こういうのって大抵は勇者だろーとかついつい脱力してしまう。
エクスカリバーとかオリハルコン製の剣とかを振り回す勇ましい正義の味方、勇者。
人々に害をなすモノをバッサバッサ切り倒して世界に平和を齎す皆の味方。
小さい頃、誰もが夢見たのはきっと魔王なんかじゃなくて勇者のハズだ。
な の に
俺がまさかの魔王サマ。
「お前ごときに負けるはずなかろう!」的テンションでいつも偉そうで、でも最終的にはほぼ全ての物語で勇者に負けてしまう敗北者それが魔王。
・・・しかし、魔王が負けて世界が平和になる話を見るたびに、「馬鹿だなーコイツ。実力もないのになんで魔王なんかやってんの?」と鼻でせせら笑ってたこの俺がまさかその敗北者になろうとは!!
世も末なんじゃなかろうかー。とか自分のことながら魔王選抜(?)の基準が心配になってしまう。
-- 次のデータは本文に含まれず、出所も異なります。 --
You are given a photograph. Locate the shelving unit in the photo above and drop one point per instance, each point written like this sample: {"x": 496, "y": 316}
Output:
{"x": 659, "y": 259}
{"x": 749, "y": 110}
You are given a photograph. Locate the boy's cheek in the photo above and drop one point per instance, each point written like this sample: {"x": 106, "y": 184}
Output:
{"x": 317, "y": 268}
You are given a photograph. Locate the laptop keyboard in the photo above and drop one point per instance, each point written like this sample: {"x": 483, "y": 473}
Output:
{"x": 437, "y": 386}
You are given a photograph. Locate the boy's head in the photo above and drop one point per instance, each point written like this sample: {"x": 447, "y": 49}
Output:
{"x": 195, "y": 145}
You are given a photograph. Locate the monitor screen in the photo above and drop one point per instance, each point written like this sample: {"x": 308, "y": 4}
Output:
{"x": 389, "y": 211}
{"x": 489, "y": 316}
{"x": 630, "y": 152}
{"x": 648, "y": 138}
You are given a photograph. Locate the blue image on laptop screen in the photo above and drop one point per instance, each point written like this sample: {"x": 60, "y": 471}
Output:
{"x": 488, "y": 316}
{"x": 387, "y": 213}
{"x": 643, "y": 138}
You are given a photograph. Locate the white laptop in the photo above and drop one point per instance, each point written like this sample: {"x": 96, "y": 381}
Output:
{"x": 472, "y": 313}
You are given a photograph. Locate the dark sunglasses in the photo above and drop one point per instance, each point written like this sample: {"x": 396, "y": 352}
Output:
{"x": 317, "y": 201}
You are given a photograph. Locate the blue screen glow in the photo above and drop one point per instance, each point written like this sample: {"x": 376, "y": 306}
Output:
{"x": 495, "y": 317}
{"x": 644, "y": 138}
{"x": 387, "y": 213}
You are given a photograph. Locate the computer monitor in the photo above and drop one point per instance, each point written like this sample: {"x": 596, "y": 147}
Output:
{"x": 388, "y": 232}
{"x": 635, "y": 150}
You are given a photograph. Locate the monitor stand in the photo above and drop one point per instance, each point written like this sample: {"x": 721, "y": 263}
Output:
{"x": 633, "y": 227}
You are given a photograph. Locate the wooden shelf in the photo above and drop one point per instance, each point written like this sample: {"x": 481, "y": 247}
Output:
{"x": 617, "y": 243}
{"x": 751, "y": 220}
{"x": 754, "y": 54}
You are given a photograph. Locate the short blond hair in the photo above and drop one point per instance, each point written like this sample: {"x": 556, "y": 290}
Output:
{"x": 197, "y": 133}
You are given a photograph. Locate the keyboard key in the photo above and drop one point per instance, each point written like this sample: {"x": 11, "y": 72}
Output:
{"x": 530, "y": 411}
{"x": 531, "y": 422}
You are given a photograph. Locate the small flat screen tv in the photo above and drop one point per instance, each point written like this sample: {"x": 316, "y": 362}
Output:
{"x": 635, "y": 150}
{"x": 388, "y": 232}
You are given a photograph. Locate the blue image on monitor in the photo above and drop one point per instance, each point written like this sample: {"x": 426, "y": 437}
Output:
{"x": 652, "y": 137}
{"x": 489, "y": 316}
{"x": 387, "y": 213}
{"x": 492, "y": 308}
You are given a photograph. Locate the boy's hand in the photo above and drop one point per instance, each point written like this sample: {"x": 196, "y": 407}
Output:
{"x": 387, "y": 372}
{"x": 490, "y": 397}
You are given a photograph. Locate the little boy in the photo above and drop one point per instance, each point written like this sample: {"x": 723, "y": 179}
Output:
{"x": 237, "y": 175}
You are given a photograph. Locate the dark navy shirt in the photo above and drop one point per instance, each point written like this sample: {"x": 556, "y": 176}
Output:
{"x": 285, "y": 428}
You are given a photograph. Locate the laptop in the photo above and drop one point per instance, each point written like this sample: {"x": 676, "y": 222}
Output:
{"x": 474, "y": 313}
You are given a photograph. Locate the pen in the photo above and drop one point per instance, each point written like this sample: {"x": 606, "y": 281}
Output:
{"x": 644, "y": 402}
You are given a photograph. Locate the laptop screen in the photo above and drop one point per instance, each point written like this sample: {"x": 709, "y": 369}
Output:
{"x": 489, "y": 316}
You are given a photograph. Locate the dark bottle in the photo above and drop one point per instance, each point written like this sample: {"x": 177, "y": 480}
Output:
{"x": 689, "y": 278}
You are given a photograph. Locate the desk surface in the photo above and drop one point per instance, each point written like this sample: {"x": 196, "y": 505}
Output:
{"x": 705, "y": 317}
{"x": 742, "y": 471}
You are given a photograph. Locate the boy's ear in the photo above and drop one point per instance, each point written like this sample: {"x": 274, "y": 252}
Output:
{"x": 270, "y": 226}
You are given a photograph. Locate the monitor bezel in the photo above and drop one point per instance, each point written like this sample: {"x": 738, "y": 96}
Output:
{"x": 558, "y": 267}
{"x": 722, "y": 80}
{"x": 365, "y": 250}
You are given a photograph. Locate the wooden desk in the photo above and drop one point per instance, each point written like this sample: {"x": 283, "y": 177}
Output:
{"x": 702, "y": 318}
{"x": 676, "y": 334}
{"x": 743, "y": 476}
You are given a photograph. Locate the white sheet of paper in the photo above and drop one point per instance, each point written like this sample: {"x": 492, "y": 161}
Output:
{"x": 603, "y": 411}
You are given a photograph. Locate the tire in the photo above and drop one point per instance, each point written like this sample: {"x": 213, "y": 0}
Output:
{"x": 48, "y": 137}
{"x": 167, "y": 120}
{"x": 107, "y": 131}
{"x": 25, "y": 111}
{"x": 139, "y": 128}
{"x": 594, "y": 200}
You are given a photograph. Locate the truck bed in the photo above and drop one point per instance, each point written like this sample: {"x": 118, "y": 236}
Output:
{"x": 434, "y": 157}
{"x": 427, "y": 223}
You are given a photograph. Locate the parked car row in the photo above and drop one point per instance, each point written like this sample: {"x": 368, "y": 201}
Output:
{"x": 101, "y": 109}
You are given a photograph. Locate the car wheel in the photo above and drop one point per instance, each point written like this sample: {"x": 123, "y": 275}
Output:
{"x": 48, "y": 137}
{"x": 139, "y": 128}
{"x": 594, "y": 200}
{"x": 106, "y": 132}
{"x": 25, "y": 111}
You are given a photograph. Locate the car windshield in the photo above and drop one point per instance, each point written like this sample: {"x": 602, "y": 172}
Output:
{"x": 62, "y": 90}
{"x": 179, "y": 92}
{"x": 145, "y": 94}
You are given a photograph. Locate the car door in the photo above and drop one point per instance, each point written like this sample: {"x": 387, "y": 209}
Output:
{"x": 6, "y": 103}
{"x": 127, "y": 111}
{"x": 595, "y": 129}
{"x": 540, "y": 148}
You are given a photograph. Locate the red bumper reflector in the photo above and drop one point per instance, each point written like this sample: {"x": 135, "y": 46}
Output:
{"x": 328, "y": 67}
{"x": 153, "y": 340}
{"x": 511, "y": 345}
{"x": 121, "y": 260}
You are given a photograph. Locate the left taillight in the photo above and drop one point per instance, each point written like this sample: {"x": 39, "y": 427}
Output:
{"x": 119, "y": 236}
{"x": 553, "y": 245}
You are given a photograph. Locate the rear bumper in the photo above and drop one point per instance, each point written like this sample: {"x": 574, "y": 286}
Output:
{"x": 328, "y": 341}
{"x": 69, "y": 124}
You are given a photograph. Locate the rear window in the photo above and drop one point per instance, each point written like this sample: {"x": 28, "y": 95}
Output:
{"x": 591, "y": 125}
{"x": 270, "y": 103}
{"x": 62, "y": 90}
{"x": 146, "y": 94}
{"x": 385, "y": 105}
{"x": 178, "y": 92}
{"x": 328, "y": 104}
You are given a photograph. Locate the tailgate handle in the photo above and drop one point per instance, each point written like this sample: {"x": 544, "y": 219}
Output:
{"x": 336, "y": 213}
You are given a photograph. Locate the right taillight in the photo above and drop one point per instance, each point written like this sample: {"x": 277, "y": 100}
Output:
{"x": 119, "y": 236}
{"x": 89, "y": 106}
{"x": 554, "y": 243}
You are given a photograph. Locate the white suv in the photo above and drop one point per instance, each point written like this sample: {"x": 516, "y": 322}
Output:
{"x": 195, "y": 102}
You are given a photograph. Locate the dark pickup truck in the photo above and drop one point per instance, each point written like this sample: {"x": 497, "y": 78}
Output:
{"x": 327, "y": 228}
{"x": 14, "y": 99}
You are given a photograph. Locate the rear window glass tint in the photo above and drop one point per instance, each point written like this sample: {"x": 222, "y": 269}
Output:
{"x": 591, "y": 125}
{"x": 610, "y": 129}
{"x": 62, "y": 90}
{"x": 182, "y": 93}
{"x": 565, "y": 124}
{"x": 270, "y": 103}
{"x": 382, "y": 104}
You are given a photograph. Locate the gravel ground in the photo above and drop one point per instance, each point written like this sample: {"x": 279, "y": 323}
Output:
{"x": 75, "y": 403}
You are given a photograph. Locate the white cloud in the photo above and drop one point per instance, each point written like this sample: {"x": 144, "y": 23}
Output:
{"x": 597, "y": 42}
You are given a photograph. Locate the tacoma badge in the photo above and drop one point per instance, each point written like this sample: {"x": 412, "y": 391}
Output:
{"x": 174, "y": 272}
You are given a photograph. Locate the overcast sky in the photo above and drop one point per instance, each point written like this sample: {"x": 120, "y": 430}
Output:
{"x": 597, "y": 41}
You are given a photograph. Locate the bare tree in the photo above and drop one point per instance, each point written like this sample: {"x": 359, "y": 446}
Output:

誰がこんな日本生まれ日本育ちの善良な俺が魔王になると予測出来ただろうか。
・・・いや、誰も出来なかったに違いない。。
とりあえず頭を下げたままの虎に顔を上げさせて、聞き間違いの線を期待して一応恐る恐る聞いてみたりするがキッパリと応えてしまう。
「いま・・・・魔王って言った?」
『はい』
「人違い・・・・なんじゃ」
『ありえません。』
おーまいがー!!
魔王の俺を見守ってくれる神様なんていなさそうだが、とりあえず定番の驚き方をしてみる。
しかし、当たり前のように聞き間違いじゃなかった。
人違いでもないらしい。
淡々と話す虎に軽く頭痛を覚える。
全て聞かなかった事にしてふて寝したい気分だ。
「魔王・・・・ね」
ははっ・・・と空笑いが零れる。
ゲームで「激弱っ」とか言いながら倒してた魔王にまさか自分がなろうとは。。
もう笑いしか出んぞ。
「嘘だね・・・ありえん・・・・そう、そうだっ!!これは俺の妄想だ!きっとそうに違いない!!」
『主様・・・。』
世界が一時停止しているのをいいことに頭を抱えてブツブツ呟いてたら虎が、残念そうな呆れたような溜息をつく。
悪かったな、こんなんで!!
とか叫ぶ。心の中で。
*********
「不毛だ・・・」
しばらく悶々と頭を悩ませていた俺だったが、正解の見えなさそうな思考を無理矢理追い出す事で復活を果たした。
ひとまずは、疑問を横に置いて置くことにする。
一人で考えた所で俺の脳みそに異世界の情報なんてものは存在しないのだから、いくら頭を悩ませたって答えが出るわけがない。
時間の無駄だ。
さしあたっての問題は、賢そうな虎に聞くことで解決することにして、俺は目を虎に向けた。
「えーっと、お前名前は?」
虎相手にアンタとかいう勇気、俺にはない。
やっと自分ワールドから帰ってきた俺に虎は尻尾を一振りすると『ない』と当たり前のように答えた。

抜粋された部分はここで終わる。